All I could do was lay there and cry.
They (nurses) lead me into the room; and once again not one person
fully explained my decision to me. Just that the Dr. was going to scrape the
"tissue" from my uterus walls and I might feel a little bit of a tugging
sensation. Then he'd suction out the tissue (once again I was 12 weeks along
in my pregnancy). He started scraping (killing) and I asked him to stop - I
started crying - (I got an overwhelming feeling of what was happening was
wrong). But the Dr. told me the tissue had been loosened and there would be
no chance of a normal pregnancy. All I could do was lay there and cry and
wait for it to be over. When I left, I pushed all the feelings down and
covered them up! (I was a pro at that from my childhood). Since that time,
I'm now married with 3 more children and last year I was saved and just
recently the Lord has had me deal with my children I have never known.
That’s because at those two times of my life the abortions were the "best
things" for everyone.
To describe my abortions from what I know now, I'd say, pain (emotional and
physical) and guilt for the mom and brutal murders for the babies.
I'm a person who can't stand to watch a fight because of the pain inflicted
on the people.
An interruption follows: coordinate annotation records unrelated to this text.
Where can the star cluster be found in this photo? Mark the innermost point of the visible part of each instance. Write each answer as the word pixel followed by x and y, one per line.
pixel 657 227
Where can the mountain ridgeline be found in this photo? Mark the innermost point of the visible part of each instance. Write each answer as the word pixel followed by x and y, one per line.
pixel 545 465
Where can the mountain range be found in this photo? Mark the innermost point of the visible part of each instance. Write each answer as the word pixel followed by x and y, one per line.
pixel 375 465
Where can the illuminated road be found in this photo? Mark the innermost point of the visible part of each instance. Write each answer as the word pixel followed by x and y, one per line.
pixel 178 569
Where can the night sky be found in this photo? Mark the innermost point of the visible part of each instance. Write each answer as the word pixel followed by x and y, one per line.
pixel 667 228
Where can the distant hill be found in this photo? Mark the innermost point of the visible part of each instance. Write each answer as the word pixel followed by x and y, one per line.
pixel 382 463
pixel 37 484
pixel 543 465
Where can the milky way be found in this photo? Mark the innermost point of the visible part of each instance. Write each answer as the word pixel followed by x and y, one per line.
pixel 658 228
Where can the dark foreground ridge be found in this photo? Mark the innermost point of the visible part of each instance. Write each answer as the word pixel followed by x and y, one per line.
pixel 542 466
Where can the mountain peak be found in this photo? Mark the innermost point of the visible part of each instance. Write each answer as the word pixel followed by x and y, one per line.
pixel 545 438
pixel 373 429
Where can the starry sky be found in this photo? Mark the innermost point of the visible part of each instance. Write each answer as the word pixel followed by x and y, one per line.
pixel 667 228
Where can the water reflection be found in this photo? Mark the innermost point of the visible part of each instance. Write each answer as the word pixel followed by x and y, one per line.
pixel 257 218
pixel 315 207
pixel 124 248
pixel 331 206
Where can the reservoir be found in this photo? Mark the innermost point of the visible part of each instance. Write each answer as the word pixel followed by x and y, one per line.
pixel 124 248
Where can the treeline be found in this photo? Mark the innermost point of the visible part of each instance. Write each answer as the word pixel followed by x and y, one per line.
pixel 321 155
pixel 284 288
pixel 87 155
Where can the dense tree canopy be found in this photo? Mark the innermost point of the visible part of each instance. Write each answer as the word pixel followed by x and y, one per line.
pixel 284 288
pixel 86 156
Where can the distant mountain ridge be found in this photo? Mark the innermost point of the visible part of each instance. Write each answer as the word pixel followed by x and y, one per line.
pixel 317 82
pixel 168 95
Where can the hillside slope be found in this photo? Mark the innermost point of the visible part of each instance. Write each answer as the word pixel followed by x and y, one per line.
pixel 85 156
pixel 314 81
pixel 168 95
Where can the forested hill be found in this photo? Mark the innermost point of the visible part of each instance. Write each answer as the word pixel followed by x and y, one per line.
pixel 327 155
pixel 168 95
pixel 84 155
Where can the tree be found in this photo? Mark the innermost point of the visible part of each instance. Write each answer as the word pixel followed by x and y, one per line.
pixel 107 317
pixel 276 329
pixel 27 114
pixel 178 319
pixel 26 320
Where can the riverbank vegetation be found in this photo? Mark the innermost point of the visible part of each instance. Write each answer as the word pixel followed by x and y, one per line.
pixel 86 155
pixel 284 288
So to find out that my babies were pulled apart, suctioned and
felt it all (cold hard truth). It rips my heart into shreds thinking of it. My
husband (who also is saved) is feeling loss also! I had 2 (live kids) when we
were married and he loves them as his own. He would have done the same with my
other 2 who are with the Lord. He also sees how much I'm hurting from the
abortions and he hurts along with me.
I have a need to help others who might choose abortion. So I'm getting
involved with the "We Care" program. With the Lord's help I'll make a
difference. But my main supporter is none other than the Lord himself. He holds
the medication I need to heal my wounds and he gives me the doses, as I need
them. I also have my wonderful husband and great friends.
The abortions robbed me of two wonderful gifts from God, and left me with an
indescribable pain and emptiness that will take a long time to heal. I can't
stress enough how horrible it is when reality finally "hit home".